Key Insights and Methodology

The paper makes several critical observations. Firstly, the authors assert that the performance of a network for filtering data is distinct from its downstream task performance. For example, a model that performs well on ImageNet may not necessarily be effective at filtering to create a high-quality training set. Conversely, a model trained on a smaller but higher-quality dataset can lead to superior training sets despite its seemingly lower performance on ImageNet. This insight challenges the conventional wisdom that better-performing models on standard benchmarks are inherently better data filters.

To build effective DFNs, the authors advocate for training on high-quality data. They demonstrate that even a small proportion of low-quality data can significantly degrade the performance of a DFN. They trained various models, including ResNet-34 and M3AE, and compared these with CLIP models to identify the best candidates for DFNs. Their findings indicate that CLIP models consistently outperform other architectures in the context of filtering performance.

Experimental Evaluation

The authors conducted a thorough evaluation using the DataComp benchmark, which provides a structured framework for assessing dataset quality and model performance. The evaluation spans multiple scales, including medium (128M samples), large (1.28B samples), and xlarge (12.8B samples), with different model architectures (ViT-B/32, ViT-B/16, ViT-L/14) tailored to each scale.

The experiments show that DFNs trained on high-quality datasets like the High-Quality Image-Text Pairs (HQITP-350M) can induce datasets leading to state-of-the-art performance. For instance, a ViT-L/14 model trained on the DFN-2B dataset achieved 81.4% zero-shot transfer accuracy on ImageNet, outperforming previous datasets such as LAION-2B and OpenAI's WIT-400M.

Moreover, the authors extended their DFN to a larger pool of 42B images, inducing the DFN-5B dataset, and trained a ViT-H model to achieve 84.4% zero-shot transfer accuracy on ImageNet.
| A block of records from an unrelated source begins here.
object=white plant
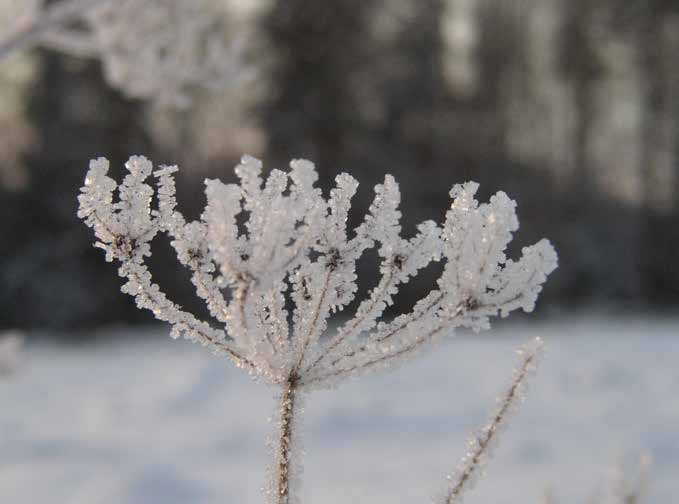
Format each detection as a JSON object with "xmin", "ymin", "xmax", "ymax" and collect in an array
[
  {"xmin": 0, "ymin": 331, "xmax": 24, "ymax": 376},
  {"xmin": 0, "ymin": 0, "xmax": 244, "ymax": 106},
  {"xmin": 78, "ymin": 156, "xmax": 557, "ymax": 504}
]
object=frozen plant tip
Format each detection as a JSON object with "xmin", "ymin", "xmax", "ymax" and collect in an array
[
  {"xmin": 437, "ymin": 338, "xmax": 543, "ymax": 504},
  {"xmin": 78, "ymin": 156, "xmax": 557, "ymax": 504}
]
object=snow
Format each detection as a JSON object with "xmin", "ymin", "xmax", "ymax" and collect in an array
[{"xmin": 0, "ymin": 315, "xmax": 679, "ymax": 504}]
This represents a significant improvement over other state-of-the-art models, including those trained on LAION-2B and OpenAI datasets, demonstrating the robustness and scalability of the DFN approach.

Implications and Future Directions

The research has profound implications for both practical and theoretical aspects of machine learning. Practically, DFNs can democratize the creation of high-quality datasets, enabling researchers and practitioners to build robust models without access to proprietary data. The ability to induce high-quality datasets from publicly available sources, as demonstrated with the training on Conceptual Captions and Shutterstock data, underscores the potential for widespread application.

Theoretically, this work opens new avenues for research in dataset design and optimization. The notion that data quality and model filtering performance are distinct metrics challenges existing paradigms and suggests that future research might focus on developing new proxies for dataset quality and exploring how these proxies can be generalized across different modalities, such as text, speech, and video.

Conclusion

"Data Filtering Networks" presents a compelling framework for enhancing dataset curation through specialized neural networks. By demonstrating that high-quality data is paramount in training effective DFNs, the authors provide a robust methodology for improving the performance and efficiency of large-scale machine learning models. This work not only advances the state-of-the-art in image-text models but also provides a scalable, reproducible approach to dataset creation with broad implications for future research and practical applications in AI.